Jordan should boost renewable energy reliance to mitigate costs of importing oil — economists

By Ahmed Bani Mustafa - Nov 29,2018 - Last updated at Nov 29,2018

AMMAN — To mitigate the rising costs of importing oil, Jordan should look to boost renewable energy contributions to the national energy mix, as a more sustainable, cost-effective alternative, pundits said on Wednesday.

Meanwhile, a Department of Statistics (DoS) report on the first nine months of 2018 shows oil import costs have increased by 41 per cent as compared with the same period last year.

Overall, national imports grew by 0.3 per cent to a total of JD10.6 billion, as exports hiked by 3.4 per cent to JD4 billion, according to the DoS report.

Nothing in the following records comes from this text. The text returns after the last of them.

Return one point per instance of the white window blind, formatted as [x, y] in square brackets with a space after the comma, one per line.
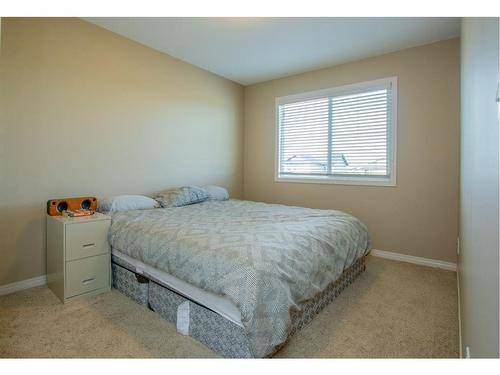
[347, 133]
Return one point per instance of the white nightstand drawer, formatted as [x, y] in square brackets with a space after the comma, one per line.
[85, 275]
[87, 239]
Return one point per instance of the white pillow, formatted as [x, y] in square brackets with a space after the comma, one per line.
[216, 193]
[126, 203]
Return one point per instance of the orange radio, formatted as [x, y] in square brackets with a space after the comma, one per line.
[56, 207]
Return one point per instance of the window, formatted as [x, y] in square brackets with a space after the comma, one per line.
[341, 135]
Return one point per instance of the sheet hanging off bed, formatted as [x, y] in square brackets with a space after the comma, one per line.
[267, 259]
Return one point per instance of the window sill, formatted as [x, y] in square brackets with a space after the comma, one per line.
[362, 181]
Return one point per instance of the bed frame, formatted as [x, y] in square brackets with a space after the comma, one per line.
[218, 333]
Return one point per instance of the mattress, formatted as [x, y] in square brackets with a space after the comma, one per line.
[267, 260]
[221, 305]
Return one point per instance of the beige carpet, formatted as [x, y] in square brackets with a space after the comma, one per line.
[392, 310]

Re-exported goods also grew by JD633.7 million by approximately 5.5 per cent compared with the same period of 2017.

Jordan’s imports of vehicles and spare parts dropped by 26 per cent, according to the report.

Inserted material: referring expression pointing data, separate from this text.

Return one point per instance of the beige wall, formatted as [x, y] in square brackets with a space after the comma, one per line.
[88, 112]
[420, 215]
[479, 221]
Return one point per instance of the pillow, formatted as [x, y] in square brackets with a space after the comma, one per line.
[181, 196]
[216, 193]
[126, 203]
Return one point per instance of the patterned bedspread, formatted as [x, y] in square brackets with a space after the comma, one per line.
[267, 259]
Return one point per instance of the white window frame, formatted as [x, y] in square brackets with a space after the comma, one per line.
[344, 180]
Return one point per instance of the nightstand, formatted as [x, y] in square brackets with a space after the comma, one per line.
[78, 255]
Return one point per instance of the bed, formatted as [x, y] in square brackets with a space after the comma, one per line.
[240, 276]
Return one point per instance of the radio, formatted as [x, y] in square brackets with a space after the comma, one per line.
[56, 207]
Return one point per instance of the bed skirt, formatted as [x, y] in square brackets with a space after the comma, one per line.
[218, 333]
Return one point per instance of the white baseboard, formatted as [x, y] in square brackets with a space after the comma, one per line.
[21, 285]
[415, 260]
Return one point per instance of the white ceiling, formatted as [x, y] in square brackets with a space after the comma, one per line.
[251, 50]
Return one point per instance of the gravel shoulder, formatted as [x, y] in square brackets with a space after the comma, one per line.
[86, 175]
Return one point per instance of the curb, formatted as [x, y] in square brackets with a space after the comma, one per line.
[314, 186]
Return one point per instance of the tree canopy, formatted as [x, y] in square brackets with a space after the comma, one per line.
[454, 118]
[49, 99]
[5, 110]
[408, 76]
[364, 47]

Imports from Saudi Arabia increased by 39 per cent during the first nine months of the year, while exports to the neighbouring kingdom decreased by 16 per cent.

Textile and garments topped Jordan’s exports with a 13.2 per cent growth rate, followed by potash at 13.8 per cent and fertilisers at 24 per cent, the DoS report said.

Exports to countries of the free trade agreement with North America grew by 11 per cent to a total of JD972 million, while exports to countries of the Arab free trade zone dropped by 4.4 per cent to JD1.4 billion.

Jordan’s exports to the US increased by 10.7 per cent, whereas exports to EU countries grew by 18 per cent in the first nine months of 2018.

The hike in international crude oil prices has driven oil import costs up almost by 50 per cent, economist Zayyan Zawane told The Jordan Times.

Domestically, the drop in purchasing power has driven demand on imported vehicles down, he said, citing a previous report on Jordanian household incomes.

According to Zawane, Jordanian households expend nearly 40 per cent of their income on water bills, electricity and transportation.

To mitigate and reduce power costs, the government should turn towards alternative energy sources that are more cost-effective and sustainable, Wajdi Makhamreh said.

"Importing crude oil drains hard currency and exhausts the national treasury, which necessitates increasing the contribution of renewable energy to the national energy mix," he said.

All relevant legislation and regulations should be redirected to facilitate and accelerate the development of the renewable energy sector, he added.

On the trade balance deficit, Al Ghad daily economy columnist Yousef Damra said that foreign trade is highly susceptible to external factors such as border closures and regional turmoil.

"Jordan currently imports around 95 per cent of its needs of oil. The costs of importing oil are hiking. Fluctuation prices of crude oil do not help Jordan’s sensitive economic situation. Renewable energy is integral to addressing the skyrocketing oil bill in the face of global and regional challenges," Damra said.

The government, according to Damra, is required to revisit its trade ties with some of its trade partners to realise better, more mutually beneficial trade terms for more sustainable and balanced partnerships.